LAHORE: The strike of the legal fraternity has continued for a second day as lawyers protested against the National Judicial Policy Making Committee’s (NJPMC) decision over the registration of cases under sections 22-A and 22-B of the Criminal Procedure Code (Cr.P.C).
NJPMC had resolved that applications, under the said sections, might not be entertained by courts unless they were accompanied by a decision of the relevant district superintendent police (SP).
Lawyers boycotted the courts and as a result, several litigants from far flung areas had to return without attending proceedings. However, some cases of a sensitive nature were heard by the judges.
The legal fraternity present at the Lahore High Court bemoaned the decision of the NJPMC, expressing concern that none of the representatives of the bar associations or councils were taken on board when finalising the matter.
The LHC had announced March 26 as the day to hold meetings to devise a further mechanism if NJPMC did not reverse its decision. The high court said representatives of the Pakistan Bar Council, the Sindh and Balochistan bar councils, along with others, would participate in the meeting.
Lahore High Court Bar Association President Hafeezur Rehman Chaudhary expressed his concern that the NJPMC did not bother to call any member of bar associations across the country while deciding the fate of sections 22-A and 22-B of the Cr.P.C.

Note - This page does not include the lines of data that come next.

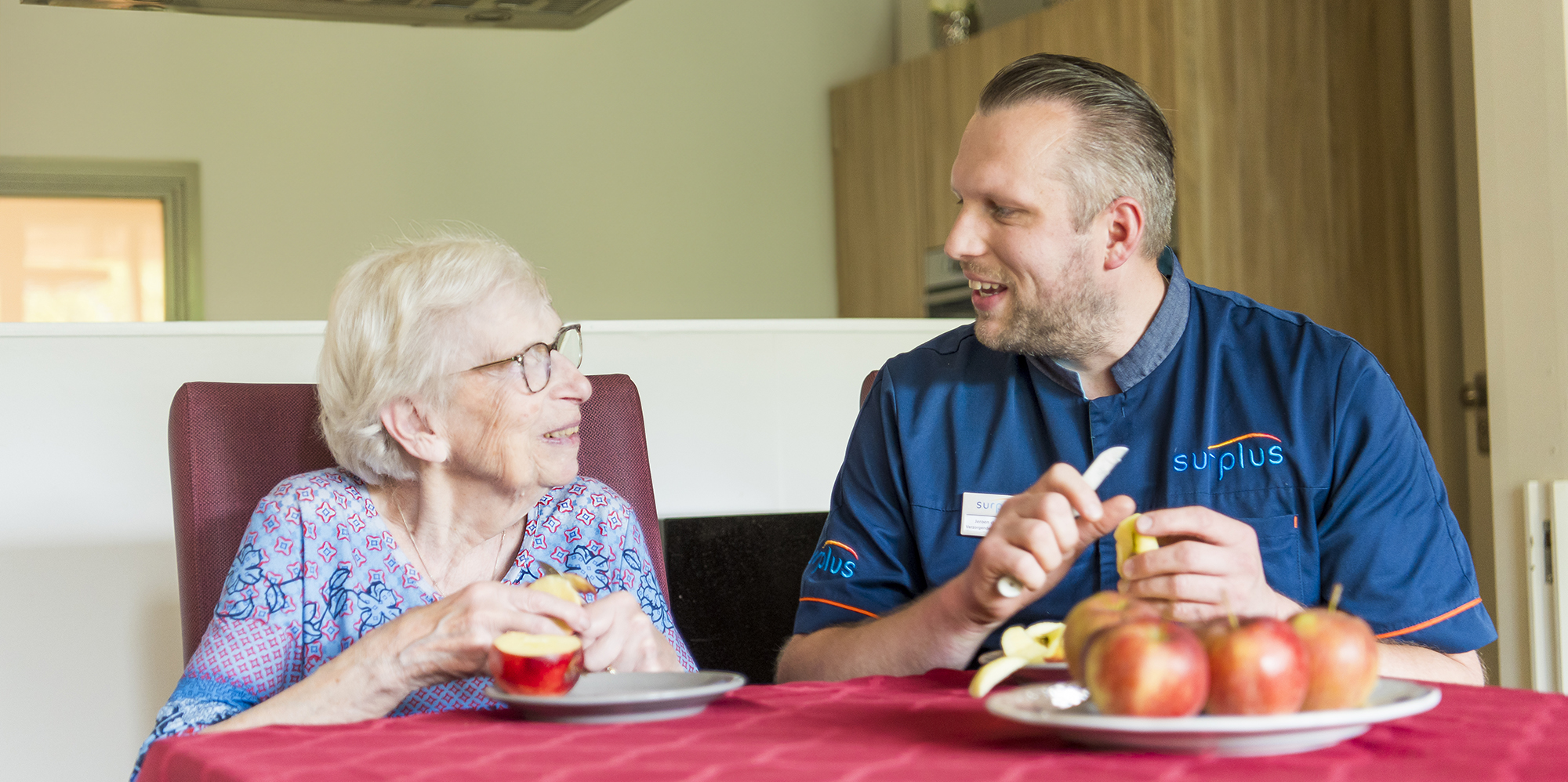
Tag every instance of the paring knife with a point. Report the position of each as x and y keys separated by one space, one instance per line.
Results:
x=1095 y=476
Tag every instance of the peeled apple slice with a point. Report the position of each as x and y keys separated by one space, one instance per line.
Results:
x=1133 y=543
x=1048 y=635
x=1018 y=643
x=993 y=673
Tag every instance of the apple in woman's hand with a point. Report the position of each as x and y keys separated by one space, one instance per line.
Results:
x=537 y=665
x=1147 y=668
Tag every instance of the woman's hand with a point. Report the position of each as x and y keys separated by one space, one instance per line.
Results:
x=452 y=639
x=622 y=637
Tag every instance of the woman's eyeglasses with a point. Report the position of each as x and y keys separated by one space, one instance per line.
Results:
x=535 y=361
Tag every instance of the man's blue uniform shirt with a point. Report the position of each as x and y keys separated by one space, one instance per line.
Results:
x=1227 y=404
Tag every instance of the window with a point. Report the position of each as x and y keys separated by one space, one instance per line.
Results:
x=98 y=241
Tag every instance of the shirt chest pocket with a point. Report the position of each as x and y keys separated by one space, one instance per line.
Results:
x=1280 y=545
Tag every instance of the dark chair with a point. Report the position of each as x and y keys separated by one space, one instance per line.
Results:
x=735 y=585
x=231 y=443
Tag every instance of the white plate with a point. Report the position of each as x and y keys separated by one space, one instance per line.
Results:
x=1065 y=709
x=625 y=698
x=1031 y=667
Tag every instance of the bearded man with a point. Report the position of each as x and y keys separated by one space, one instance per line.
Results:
x=1277 y=452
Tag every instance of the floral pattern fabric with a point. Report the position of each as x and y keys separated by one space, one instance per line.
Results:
x=318 y=571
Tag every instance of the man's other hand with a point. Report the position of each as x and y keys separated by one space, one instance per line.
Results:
x=1213 y=568
x=1036 y=541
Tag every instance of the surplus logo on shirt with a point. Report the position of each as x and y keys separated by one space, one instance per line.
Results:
x=830 y=559
x=1233 y=455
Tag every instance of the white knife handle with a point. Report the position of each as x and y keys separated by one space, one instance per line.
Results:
x=1095 y=476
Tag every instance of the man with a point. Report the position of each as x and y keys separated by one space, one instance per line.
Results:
x=1276 y=454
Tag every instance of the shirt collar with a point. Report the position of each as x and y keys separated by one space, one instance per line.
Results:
x=1153 y=347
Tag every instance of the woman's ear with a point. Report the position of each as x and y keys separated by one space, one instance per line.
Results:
x=416 y=432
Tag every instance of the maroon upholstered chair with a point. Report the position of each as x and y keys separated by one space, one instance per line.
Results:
x=231 y=443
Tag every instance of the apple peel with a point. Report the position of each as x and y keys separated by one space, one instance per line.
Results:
x=995 y=673
x=1022 y=646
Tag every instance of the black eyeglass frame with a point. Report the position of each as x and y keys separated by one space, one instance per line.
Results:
x=550 y=357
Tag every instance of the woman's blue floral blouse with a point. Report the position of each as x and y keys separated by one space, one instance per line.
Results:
x=318 y=570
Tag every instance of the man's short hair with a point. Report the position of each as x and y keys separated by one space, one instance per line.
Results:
x=1122 y=145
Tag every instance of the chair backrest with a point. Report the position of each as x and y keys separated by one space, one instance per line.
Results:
x=231 y=443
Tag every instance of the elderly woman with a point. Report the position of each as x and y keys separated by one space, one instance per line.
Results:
x=451 y=399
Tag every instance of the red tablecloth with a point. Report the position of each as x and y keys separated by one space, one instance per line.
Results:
x=868 y=730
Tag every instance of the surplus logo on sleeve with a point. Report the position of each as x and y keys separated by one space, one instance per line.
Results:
x=832 y=559
x=1238 y=454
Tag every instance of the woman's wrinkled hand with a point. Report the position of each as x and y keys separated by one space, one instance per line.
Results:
x=623 y=639
x=452 y=637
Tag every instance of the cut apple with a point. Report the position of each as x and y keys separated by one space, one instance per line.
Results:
x=567 y=588
x=532 y=645
x=1130 y=541
x=537 y=665
x=995 y=673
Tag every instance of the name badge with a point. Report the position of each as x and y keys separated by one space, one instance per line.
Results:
x=979 y=513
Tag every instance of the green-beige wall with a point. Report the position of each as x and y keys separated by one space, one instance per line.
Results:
x=670 y=161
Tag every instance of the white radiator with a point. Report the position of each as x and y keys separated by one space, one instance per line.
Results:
x=1547 y=541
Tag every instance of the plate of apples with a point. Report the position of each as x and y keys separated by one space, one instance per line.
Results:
x=542 y=678
x=1230 y=687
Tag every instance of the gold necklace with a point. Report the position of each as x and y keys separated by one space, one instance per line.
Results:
x=402 y=521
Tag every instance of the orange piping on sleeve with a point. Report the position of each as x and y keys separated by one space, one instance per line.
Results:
x=1429 y=623
x=841 y=606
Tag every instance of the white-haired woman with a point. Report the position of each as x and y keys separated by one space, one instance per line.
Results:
x=451 y=400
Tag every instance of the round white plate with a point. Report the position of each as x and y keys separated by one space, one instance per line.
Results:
x=625 y=698
x=1031 y=667
x=1065 y=709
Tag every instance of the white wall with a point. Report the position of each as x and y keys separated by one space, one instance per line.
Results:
x=1522 y=137
x=670 y=161
x=742 y=418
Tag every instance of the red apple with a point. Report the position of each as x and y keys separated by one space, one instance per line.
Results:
x=1341 y=659
x=1257 y=667
x=1094 y=614
x=1147 y=668
x=537 y=665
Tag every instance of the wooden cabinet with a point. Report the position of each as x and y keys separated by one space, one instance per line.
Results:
x=1296 y=154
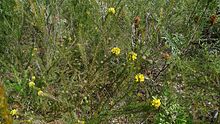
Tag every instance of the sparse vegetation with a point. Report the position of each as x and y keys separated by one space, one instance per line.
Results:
x=110 y=61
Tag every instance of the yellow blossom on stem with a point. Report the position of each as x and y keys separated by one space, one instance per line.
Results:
x=132 y=56
x=111 y=10
x=31 y=84
x=156 y=103
x=40 y=93
x=14 y=112
x=116 y=51
x=139 y=77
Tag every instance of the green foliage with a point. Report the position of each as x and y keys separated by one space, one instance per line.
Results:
x=66 y=45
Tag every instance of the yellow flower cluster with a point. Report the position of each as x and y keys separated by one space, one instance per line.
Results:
x=156 y=103
x=31 y=84
x=111 y=10
x=116 y=51
x=132 y=56
x=139 y=77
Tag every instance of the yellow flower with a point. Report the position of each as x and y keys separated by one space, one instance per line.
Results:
x=139 y=78
x=132 y=56
x=31 y=84
x=116 y=51
x=40 y=93
x=111 y=10
x=14 y=112
x=33 y=78
x=156 y=103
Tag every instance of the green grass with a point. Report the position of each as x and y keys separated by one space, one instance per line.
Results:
x=66 y=45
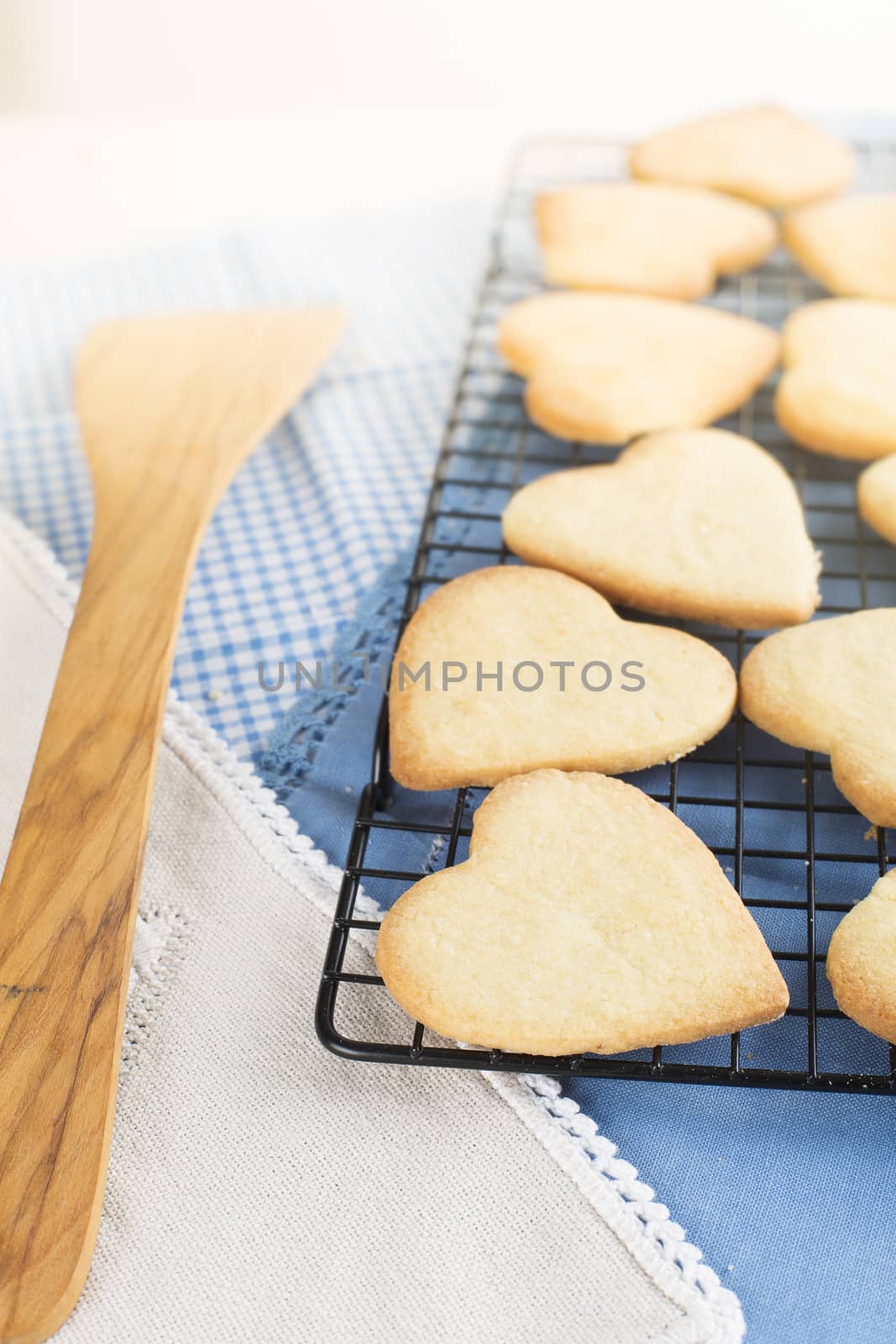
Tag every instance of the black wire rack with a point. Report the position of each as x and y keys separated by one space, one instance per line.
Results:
x=795 y=851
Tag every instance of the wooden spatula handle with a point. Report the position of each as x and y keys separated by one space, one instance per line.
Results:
x=67 y=914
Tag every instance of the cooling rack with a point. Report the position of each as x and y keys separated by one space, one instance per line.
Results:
x=795 y=851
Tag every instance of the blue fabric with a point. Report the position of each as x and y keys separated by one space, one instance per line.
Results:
x=790 y=1195
x=795 y=1193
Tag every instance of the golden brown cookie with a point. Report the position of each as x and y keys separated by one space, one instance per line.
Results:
x=848 y=245
x=878 y=496
x=761 y=154
x=831 y=687
x=694 y=523
x=839 y=393
x=579 y=687
x=862 y=960
x=605 y=367
x=587 y=917
x=649 y=239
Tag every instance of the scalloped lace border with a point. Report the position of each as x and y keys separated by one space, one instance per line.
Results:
x=607 y=1182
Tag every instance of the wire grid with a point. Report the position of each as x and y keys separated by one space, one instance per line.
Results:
x=735 y=785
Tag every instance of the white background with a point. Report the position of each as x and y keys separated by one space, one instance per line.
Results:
x=121 y=118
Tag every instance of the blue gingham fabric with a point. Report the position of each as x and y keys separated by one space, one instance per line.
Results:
x=329 y=499
x=790 y=1196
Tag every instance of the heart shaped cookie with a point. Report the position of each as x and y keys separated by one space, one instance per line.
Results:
x=512 y=669
x=848 y=245
x=587 y=917
x=876 y=492
x=605 y=367
x=837 y=394
x=649 y=239
x=862 y=960
x=694 y=523
x=831 y=687
x=762 y=154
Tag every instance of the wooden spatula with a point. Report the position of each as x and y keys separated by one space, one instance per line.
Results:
x=170 y=407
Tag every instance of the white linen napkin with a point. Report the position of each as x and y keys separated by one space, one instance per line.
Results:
x=262 y=1189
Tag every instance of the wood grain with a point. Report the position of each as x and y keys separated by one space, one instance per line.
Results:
x=170 y=407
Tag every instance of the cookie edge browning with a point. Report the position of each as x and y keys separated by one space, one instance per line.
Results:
x=789 y=407
x=799 y=239
x=849 y=765
x=712 y=265
x=417 y=1000
x=871 y=510
x=432 y=776
x=855 y=996
x=665 y=600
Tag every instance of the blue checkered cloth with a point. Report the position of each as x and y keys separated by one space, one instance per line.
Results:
x=789 y=1195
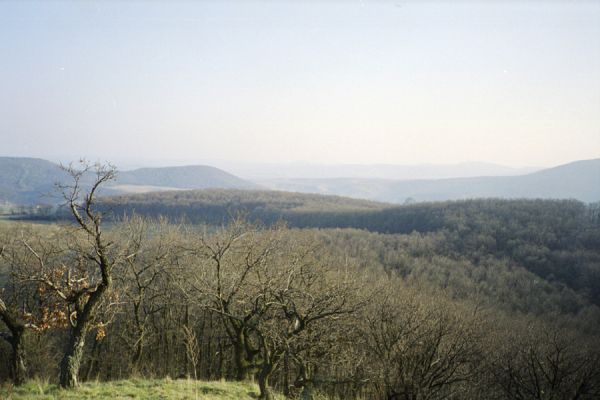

He said people had already been moving from pillar to post to get FIRs registered in the presence of judges who dealt with the petitions under the mentioned sections. “People are now being thrown into the hands of police officials.”
He said that as matters stand, cops rarely complied with court orders. Chaudhary rhetorically asked how the cops would treat complainants now that the ball and necessary powers were with the police force.
Other lawyers said bar associations had called on by the judiciary in tough times as the latter considered these bodies as “home ground”. They said this step to empower police officials would add to problems instead of decreasing them.
The lawyers also slammed the judiciary for failing to punish judges who sentenced convicts based on falsified statements. Members of the legal fraternity said wrong decisions increased the burden on judicial systems. On the other hand, other advocates suggested that lawyers, with experience of no less than seven years, should be deputed to monitor police proceedings over such matters to avoid any unrest.
The moment the NJPMC’s announced this decision, the legal fraternity came forward to speak on the matter. Representatives of different bar associations called meetings and demanded the reversal of the decision. They made it clear that if the NJPMC failed to withdraw this pronouncement, lawyers would be forced to devise a future strategy. Various bar representatives highlighted the decision would not only unjustifiably increase the powers of the police, but also leave aggrieved persons at the mercy of the force. They concluded that such circumstances would open the doors to further malpractice on the part of the police.